Matrix product that behaves like numpy.matmul: https://docs.scipy.org/doc/numpy-1.13.0/reference/generated/numpy.matmul.html. It consumes two quantized input tensors, their scales and zero points, scale and zero point of output, and computes the quantized output. The quantization formula is y = saturate((x / y_scale) + y_zero_point). For (x / y_scale), it is rounding to nearest ties to even. Refer to https://en.wikipedia.org/wiki/Rounding for details. Scale and zero point must have same shape.

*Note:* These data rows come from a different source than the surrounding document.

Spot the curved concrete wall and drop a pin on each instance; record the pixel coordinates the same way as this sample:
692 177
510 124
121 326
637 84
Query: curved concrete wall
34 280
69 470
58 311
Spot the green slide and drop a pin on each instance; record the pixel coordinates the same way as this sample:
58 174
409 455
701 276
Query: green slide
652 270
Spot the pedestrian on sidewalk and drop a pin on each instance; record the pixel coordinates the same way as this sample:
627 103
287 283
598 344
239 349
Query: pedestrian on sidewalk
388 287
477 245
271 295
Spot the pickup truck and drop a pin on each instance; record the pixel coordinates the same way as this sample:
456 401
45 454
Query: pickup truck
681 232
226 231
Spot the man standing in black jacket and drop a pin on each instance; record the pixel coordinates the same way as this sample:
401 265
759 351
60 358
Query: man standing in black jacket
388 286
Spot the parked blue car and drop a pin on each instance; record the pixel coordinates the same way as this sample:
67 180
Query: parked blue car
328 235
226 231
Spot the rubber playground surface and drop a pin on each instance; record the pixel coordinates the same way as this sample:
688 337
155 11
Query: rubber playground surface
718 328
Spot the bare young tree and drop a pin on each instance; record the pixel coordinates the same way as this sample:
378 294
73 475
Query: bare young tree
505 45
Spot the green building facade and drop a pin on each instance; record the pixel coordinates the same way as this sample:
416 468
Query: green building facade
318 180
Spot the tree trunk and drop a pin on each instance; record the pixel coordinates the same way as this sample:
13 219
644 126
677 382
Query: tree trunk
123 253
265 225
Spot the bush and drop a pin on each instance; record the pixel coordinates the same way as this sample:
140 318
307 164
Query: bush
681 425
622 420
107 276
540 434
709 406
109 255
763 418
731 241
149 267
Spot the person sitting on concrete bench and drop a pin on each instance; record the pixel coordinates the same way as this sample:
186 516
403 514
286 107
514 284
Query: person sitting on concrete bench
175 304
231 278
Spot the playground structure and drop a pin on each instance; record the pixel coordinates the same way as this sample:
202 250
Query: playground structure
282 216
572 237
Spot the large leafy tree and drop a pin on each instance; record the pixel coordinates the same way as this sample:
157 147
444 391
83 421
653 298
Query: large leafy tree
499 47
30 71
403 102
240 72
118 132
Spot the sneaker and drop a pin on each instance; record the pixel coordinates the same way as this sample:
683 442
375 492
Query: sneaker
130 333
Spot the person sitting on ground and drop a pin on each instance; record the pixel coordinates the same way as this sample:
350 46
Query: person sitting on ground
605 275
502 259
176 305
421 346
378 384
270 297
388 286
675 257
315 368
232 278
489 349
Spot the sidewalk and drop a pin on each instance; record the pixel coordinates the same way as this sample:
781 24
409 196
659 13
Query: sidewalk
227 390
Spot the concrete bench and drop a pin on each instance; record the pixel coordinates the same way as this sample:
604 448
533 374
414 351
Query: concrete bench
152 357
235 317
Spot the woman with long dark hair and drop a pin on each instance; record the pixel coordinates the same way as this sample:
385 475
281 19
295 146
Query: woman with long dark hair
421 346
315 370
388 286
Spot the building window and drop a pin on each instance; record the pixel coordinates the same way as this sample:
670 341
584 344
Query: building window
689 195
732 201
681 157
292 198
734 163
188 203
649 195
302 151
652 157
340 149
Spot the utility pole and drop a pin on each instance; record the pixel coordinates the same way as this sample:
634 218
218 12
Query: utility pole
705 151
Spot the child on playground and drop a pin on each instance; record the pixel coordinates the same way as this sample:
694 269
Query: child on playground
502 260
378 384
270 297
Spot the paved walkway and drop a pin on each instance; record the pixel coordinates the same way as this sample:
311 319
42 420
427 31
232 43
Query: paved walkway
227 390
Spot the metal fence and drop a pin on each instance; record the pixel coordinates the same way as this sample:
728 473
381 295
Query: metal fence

They must be either scalar (per tensor) or N-D tensor (per row for ‘a’ and per column for ‘b’). Scalar refers to per tensor quantization whereas N-D refers to per row or per column quantization. If the input is 2D of shape [M, K] then zero point and scale tensor may be an M element vector [v_1, v_2, …, v_M] for per row quantization and K element vector of shape [v_1, v_2, …, v_K] for per column quantization. If the input is N-D tensor with shape [D1, D2, M, K] then zero point and scale tensor may have shape [D1, D2, M, 1] for per row quantization and shape [D1, D2, 1, K] for per column quantization. Production must never overflow, and accumulation may overflow if and only if in 32 bits.

Inputs

  • a (heterogeneous) - T1:

    N-dimensional quantized matrix a

  • a_scale (heterogeneous) - tensor(float):

    scale of quantized input a

  • a_zero_point (heterogeneous) - T1:

    zero point of quantized input a

  • b (heterogeneous) - T2:

    N-dimensional quantized matrix b

  • b_scale (heterogeneous) - tensor(float):

    scale of quantized input b

  • b_zero_point (heterogeneous) - T2:

    zero point of quantized input b

  • y_scale (heterogeneous) - tensor(float):

    scale of quantized output y

  • y_zero_point (heterogeneous) - T3:

    zero point of quantized output y

Outputs

  • y (heterogeneous) - T3:

    Quantized matrix multiply results from a * b

Type Constraints

  • T1 in ( tensor(int8), tensor(uint8) ):

    Constrain input a and its zero point data type to 8-bit integer tensor.

  • T2 in ( tensor(int8), tensor(uint8) ):

    Constrain input b and its zero point data type to 8-bit integer tensor.

  • T3 in ( tensor(int8), tensor(uint8) ):

    Constrain output y and its zero point data type to 8-bit integer tensor.